Pretty Little Things
- First edition (US)
- Author: Jilliane Hoffman
- Language: English
- Publisher: HarperCollins
- Publication date: September 7, 2010
- Publication place: United States
- Pages: about 470 (paperback)
- ISBN: 978-0-00-731160-6
- Preceded by: Plea of Insanity (2007)

= Pretty Little Things =

2010 novel by Jilliane Hoffman

Pretty Little Things is a 2010 novel by Jilliane Hoffman. It was released in the USA on September 7, 2010, and deals with the topics of internet crime and missing and exploited children and is set in the Miami and Fort Lauderdale area. In addition to the US release, the book has enjoyed a considerable success on the German market, titled Mädchenfänger, with a #5 rank among new novel releases.

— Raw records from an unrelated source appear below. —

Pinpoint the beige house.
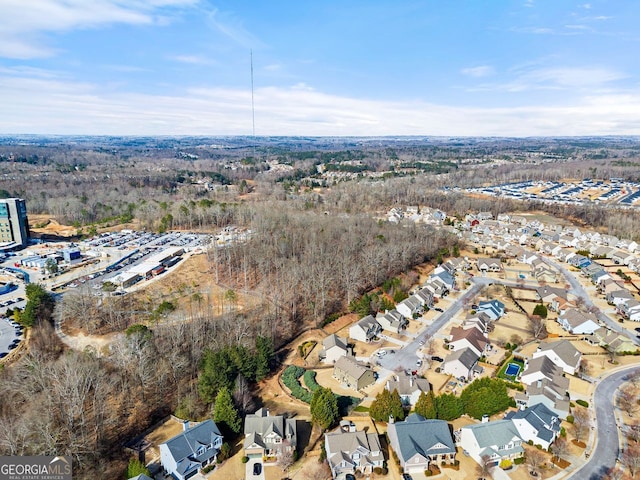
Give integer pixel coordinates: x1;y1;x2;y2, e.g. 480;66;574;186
333;355;375;391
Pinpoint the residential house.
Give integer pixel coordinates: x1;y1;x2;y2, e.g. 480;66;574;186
396;296;423;320
515;377;571;420
159;420;223;480
532;340;582;375
477;299;505;320
505;404;561;450
557;309;600;335
376;309;409;334
387;415;456;474
457;419;524;466
349;315;382;343
536;286;566;304
568;254;590;268
598;277;626;295
585;327;637;353
442;348;480;381
128;475;153;480
606;289;635;308
549;295;577;315
333;356;375;391
324;424;384;479
448;326;489;357
619;298;640;321
244;408;297;459
520;356;565;387
476;258;503;273
463;312;492;334
414;288;434;309
385;372;431;407
319;334;352;364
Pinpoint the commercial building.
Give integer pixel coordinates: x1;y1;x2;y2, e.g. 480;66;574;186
0;198;29;249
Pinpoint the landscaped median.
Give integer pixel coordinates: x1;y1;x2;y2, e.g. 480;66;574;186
280;365;360;413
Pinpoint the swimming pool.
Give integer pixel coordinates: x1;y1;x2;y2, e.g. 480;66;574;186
505;362;521;377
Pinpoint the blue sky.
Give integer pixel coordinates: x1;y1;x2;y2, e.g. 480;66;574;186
1;0;639;136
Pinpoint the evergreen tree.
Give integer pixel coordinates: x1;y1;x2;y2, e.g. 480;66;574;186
213;386;241;435
369;389;405;422
255;335;274;381
310;387;339;430
532;304;548;319
20;283;55;327
125;458;150;478
414;391;437;419
434;393;463;421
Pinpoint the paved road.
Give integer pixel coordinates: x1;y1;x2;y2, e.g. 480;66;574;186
541;256;639;345
567;365;640;480
379;278;492;372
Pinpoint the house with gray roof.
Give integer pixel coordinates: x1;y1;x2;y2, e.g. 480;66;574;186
377;309;409;332
387;414;456;474
557;308;600;335
333;355;375;391
348;315;382;343
532;340;582;375
324;425;384;479
476;258;502;272
243;408;297;460
319;334;352;364
128;475;153;480
159;420;223;480
520;355;565;386
396;296;423;320
442;348;479;381
506;403;561;450
515;377;570;420
385;372;431;406
457;419;524;467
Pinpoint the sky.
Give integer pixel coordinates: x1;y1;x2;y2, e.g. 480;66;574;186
1;0;640;136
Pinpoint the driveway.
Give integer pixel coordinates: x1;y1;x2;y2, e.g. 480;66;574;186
246;457;265;480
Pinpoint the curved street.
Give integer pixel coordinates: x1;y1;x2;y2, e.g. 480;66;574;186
567;365;640;480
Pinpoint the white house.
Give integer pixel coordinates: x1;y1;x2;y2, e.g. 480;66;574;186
349;315;382;343
532;340;582;375
448;326;489;358
385;372;431;407
159;420;223;480
324;424;384;479
506;403;561;450
396;296;423;320
457;419;524;467
442;348;479;381
557;309;600;335
319;334;352;364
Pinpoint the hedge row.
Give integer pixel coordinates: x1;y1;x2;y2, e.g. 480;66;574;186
303;370;321;392
282;366;313;403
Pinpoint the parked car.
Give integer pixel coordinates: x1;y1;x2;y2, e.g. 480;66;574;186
416;359;422;367
434;307;444;312
403;474;413;480
253;463;262;476
431;356;444;362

Hoffman wrote the book based on her own professional experience; before her career as a writer, she worked in the Florida Department of Law Enforcement consulting with special agents.

==Plot summary==
Thirteen-year-old Elaine Emerson, nicknamed Lainey, encounters a boy on the internet while hiding behind a profile indicating her age as 16. She goes on a date with Zach, nicknamed El Capitan, and never returns from the date. Special Agent Bobby Dees, head of the department's Crimes Against Children Squad, tries to uncover the truth about her.

==Main characters==

Zachary M. Cusano is the son of Violet and Thomas Cusano. He is the captain of the Jupiter High School football team, and arranges to go on a date with Lainey believing her to be 16. He is known as "El Capitan" throughout the book.

Elaine Louise Emerson, known as "Lainey" is the daughter of Debbie LaManna and the stepdaughter of Todd LaManna. She has a sister Liza and a brother Bradley. She has a Myspace account in which she lies about her age claiming to be 16 not 13. She arranges to go on a date with El Capitan, and fails to return.

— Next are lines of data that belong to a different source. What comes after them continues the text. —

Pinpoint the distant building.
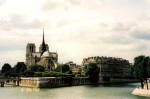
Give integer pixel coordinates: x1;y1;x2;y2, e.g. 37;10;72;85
26;29;58;71
65;61;82;73
82;56;131;80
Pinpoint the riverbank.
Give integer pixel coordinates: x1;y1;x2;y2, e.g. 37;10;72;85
132;79;150;97
132;87;150;97
19;77;90;88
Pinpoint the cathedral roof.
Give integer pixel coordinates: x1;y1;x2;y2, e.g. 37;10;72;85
42;51;50;58
41;51;57;58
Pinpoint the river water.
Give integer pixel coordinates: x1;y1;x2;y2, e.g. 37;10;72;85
0;83;149;99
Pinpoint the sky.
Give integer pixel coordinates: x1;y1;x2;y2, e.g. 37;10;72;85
0;0;150;68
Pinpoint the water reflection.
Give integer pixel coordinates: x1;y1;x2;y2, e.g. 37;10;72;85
21;87;40;92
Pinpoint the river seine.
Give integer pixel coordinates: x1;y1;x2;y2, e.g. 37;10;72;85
0;83;149;99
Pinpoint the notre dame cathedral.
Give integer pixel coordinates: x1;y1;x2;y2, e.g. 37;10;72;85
26;29;58;71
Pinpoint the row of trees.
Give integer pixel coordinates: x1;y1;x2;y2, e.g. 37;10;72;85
0;62;72;77
1;62;27;77
1;63;46;77
0;61;101;83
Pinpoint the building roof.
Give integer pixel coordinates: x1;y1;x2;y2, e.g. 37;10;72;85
41;51;57;58
42;51;50;57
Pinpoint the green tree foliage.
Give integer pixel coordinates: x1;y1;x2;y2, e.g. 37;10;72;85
34;72;71;77
84;63;100;83
55;64;70;73
9;68;18;77
14;62;27;76
24;70;34;77
133;55;150;89
29;64;45;72
1;63;12;76
0;70;2;76
66;70;72;74
130;66;134;77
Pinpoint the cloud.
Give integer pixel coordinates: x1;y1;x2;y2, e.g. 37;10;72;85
0;50;25;68
1;0;150;68
41;0;69;11
145;0;150;4
0;43;25;52
41;0;104;12
69;0;81;5
0;14;42;31
0;0;6;6
136;44;148;51
132;30;150;40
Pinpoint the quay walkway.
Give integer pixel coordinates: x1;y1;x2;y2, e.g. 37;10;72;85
0;77;20;87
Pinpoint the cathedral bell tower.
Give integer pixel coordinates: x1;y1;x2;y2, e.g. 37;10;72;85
26;43;36;66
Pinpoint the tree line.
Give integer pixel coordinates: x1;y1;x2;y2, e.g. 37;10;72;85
0;62;74;77
0;61;99;84
1;55;148;86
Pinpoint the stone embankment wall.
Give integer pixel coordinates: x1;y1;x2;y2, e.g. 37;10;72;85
99;78;139;84
4;78;20;86
6;80;17;85
20;77;90;88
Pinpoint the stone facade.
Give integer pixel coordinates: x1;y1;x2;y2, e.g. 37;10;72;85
82;56;131;80
26;30;58;71
65;61;82;73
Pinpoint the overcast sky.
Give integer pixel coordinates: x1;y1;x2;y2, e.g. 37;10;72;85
0;0;150;68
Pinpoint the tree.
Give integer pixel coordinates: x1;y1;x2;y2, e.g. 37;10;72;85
133;55;150;89
84;63;100;83
1;63;12;76
0;70;2;76
29;64;45;72
55;64;70;73
130;65;134;78
143;56;150;90
9;68;18;77
14;62;27;76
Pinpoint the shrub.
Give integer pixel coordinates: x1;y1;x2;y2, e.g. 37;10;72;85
29;65;45;72
24;70;34;77
34;72;42;77
55;64;70;73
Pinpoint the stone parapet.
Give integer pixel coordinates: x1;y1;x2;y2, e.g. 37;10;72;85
20;77;90;88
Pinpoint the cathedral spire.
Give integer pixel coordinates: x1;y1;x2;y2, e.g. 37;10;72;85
41;28;47;55
42;28;45;45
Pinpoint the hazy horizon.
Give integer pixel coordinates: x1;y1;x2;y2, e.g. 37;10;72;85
1;0;150;68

Bobby Dees is an NYPD special agent in the novels equivalent of the missing children department. His own daughter went missing several years prior.

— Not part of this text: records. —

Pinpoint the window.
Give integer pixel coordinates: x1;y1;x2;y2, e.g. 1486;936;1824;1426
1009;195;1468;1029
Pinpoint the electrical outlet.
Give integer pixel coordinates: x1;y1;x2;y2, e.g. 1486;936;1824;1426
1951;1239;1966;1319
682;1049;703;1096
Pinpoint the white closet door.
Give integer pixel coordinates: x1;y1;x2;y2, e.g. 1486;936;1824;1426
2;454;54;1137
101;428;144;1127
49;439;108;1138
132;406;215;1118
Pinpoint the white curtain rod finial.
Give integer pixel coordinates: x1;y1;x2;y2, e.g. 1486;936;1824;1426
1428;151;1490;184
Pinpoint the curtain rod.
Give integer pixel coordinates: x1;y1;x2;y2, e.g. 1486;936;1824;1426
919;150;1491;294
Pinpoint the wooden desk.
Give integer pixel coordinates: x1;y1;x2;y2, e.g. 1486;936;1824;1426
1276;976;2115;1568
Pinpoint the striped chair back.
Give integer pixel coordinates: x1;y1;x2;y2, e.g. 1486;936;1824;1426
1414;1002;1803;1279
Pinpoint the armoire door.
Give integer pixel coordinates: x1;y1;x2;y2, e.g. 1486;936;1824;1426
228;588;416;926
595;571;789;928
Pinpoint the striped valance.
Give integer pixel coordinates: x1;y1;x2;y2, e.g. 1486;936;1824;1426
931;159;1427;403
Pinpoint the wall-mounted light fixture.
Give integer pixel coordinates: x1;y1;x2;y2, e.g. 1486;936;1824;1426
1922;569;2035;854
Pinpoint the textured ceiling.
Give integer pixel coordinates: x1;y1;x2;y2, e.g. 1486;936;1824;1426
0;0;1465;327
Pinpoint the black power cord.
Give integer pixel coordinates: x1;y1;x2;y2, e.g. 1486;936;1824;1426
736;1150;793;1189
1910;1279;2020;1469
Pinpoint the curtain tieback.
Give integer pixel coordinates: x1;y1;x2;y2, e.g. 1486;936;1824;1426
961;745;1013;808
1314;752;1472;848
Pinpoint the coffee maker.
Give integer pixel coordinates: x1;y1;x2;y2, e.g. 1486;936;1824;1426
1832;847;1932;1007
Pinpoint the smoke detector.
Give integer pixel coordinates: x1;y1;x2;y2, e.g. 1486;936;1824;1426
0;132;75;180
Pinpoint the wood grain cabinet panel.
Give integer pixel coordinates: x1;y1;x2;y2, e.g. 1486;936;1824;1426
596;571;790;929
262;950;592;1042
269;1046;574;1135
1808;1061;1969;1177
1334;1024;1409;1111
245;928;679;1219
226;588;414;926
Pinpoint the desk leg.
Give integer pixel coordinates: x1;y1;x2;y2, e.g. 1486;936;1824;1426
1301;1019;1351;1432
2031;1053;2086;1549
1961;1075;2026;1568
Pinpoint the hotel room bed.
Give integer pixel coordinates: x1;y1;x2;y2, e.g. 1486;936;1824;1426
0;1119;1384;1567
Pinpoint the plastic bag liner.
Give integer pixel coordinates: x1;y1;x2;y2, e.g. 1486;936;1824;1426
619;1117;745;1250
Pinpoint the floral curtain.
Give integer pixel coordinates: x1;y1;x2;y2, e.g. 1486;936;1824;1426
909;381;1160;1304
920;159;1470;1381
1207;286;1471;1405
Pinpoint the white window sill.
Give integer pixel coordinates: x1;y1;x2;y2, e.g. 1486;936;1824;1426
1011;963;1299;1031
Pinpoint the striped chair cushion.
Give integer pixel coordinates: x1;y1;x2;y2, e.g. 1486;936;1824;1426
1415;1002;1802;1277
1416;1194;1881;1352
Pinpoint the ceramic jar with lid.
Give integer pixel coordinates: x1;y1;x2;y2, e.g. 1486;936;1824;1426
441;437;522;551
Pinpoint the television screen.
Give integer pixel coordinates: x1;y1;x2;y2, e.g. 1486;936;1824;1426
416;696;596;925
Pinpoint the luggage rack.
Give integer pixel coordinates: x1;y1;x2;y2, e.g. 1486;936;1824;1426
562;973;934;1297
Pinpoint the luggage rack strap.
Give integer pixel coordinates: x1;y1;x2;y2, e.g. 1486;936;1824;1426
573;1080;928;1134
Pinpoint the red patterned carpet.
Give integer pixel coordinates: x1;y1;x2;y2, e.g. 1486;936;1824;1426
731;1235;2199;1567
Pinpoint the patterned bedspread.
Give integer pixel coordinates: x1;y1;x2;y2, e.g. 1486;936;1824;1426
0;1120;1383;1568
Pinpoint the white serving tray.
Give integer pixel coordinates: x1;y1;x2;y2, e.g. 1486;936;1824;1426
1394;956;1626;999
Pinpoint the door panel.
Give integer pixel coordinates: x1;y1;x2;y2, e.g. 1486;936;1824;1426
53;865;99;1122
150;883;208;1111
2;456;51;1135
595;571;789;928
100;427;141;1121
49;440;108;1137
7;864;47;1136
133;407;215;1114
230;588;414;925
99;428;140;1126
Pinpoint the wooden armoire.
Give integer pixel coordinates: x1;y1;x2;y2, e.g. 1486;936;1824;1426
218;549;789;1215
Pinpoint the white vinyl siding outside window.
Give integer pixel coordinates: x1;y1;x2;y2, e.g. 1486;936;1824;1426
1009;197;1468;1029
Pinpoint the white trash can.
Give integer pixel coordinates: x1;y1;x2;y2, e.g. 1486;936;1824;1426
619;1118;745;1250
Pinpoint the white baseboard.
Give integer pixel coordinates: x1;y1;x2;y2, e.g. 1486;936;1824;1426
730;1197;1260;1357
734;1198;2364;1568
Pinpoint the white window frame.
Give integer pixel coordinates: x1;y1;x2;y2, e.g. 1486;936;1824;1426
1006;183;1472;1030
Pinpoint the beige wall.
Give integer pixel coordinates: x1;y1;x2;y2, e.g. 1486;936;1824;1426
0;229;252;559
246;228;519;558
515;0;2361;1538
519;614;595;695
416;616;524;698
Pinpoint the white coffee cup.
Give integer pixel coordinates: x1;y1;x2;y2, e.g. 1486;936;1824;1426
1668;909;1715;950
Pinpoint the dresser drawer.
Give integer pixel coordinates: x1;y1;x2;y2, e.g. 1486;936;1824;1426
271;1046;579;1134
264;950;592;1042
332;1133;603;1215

Debbie LaManna is Elaine's mother. She is constantly stressed, and considers her husband Todd's feelings over Elaine's.

Todd LaManna is Bradley's father, and Elaine's stepfather. He is a used-car salesman, and having an affair.

Molly is Elaine's best friend, and gives Agent Dees some insight at the beginning of the novel.

Liza is Lainey's 16 year old sister, and experiments with drugs and alcohol. She has run away from home at least once before.

==Places and locations==
The book is largely set at real-world locations. Elaine's former school is Ramblewood Middle School in Coral Springs, FL. Her new school is Sawgrass Middle School.